Once upon a time, diagrams were drawn, sent round for discussion and then built by hardware teams.

It was a slow process and while the diagrams themselves were useful and generated valuable discussion, ultimately they would be stuck inside MS Word documents. Once built, they would not touched until there was a problem.

We now have a world that can use configuration files via APIs to programmatically construct infrastructure, which has reduced construction time to minutes rather than months. Infrastructure as software (or more accurately as configuration) is key to this stage of evolution, with tools such as Ansible, Terraform, Chef, Puppet, Saltstack and others.

The configuration has effectively become a contract with the cloud, and that contract needs to be shared with stakeholders, such as security people, architects and project managers, as it defines data use, flow and costs.

Our problem now is that this configuration is stuck inside the developer’s source code repository.

Whilst we can share these files, the stakeholders from the other domains need skill and patience to work out what’s gone on. Thus, the actuality of deployment is effectively hidden from the rest of the organisation.

What is needed, is a way to share the design, costs and interfaces with the wider IT organisation.

It needs to be represented in a way that is easy for humans to understand and ideally a way to gather feedback.

A Modest Proposal

To help with increasing understanding, I suggest introducing a modern version of traditional system diagrams.

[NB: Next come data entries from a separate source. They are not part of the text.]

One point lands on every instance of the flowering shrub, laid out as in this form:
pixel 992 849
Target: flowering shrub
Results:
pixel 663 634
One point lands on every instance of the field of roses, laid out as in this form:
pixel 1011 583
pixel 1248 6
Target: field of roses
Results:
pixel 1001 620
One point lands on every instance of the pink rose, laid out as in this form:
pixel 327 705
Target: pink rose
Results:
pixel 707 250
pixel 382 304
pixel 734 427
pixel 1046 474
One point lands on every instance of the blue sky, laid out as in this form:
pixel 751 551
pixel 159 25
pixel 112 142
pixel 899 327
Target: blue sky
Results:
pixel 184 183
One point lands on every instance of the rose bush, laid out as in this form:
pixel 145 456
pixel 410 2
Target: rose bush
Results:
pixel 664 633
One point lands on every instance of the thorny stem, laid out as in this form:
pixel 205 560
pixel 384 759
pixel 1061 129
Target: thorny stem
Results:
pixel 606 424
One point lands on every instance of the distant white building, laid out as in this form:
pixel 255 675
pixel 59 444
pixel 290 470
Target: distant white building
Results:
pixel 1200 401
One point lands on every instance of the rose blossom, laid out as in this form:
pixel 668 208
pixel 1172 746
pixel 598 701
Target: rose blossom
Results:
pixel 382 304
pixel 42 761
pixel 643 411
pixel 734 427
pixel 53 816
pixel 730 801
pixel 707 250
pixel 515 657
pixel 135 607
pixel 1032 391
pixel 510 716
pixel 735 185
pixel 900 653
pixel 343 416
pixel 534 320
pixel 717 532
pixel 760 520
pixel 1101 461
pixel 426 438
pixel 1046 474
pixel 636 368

They should represent system configuration, be sharable among the broader stakeholder group, and be used to create orchestration scripts for straight-through, speedy deployment. Effectively taking infrastructure as code and representing it visually to cloud-source improvements.

The consumers would be security teams, fellow developers and engineers, even regulators and new roles including micro service coordination.

This proposal would also have an important contribution to scalability and the success of DevOps and agility.

Diagrams of this type can allow simpler construction and a level of implicit configuration. The current situation needs smart people at the top of their game to keep the lights running. But there are only a finite number of smart people to go around. Some aid to construction would be welcome by many teams that struggle with the technology overall, especially in keeping excessive costs down.

The Different Parts

So how do we represent a system that can be simple, comprehensive and intuitive? One that needs to combine infrastructure, services, user software, system software with configuration? Moreover, how do we include innovations like containers, lambda or functional-as-a-service computing?

The approach taken is to split architecture components and concepts into categories as follows:-

Hosts
Software
Services
Clusters
Networks
Network equipment
Data paths
Locations

Each category holds a set of real components that we might understand, like a two socket server being a type of host or a database being a type of service.

Components of different types can be held together in a catalogue for convenience. For example, all the components that a cloud provider might offer (such as hosts or services) would go in to a single catalogue. The catalogue can then be maintained, distributed and included in projects. Switching to a different provider means using a different catalogue.

To describe a general architecture, we use an abstract catalogue that contains generic components that can’t be turned into a real system. When we are ready to commit to a provider and have a notion of the sizes that we may wish, there is a process to convert generics into specifics. The specifics would belong to a catalogue from a provider based on real models they offer.

We use the abstract catalogue in describing the type of components, starting with hosts.

Hosts

The host is a set of processors, memory and storage that is able to run a stack of software and attach to a network.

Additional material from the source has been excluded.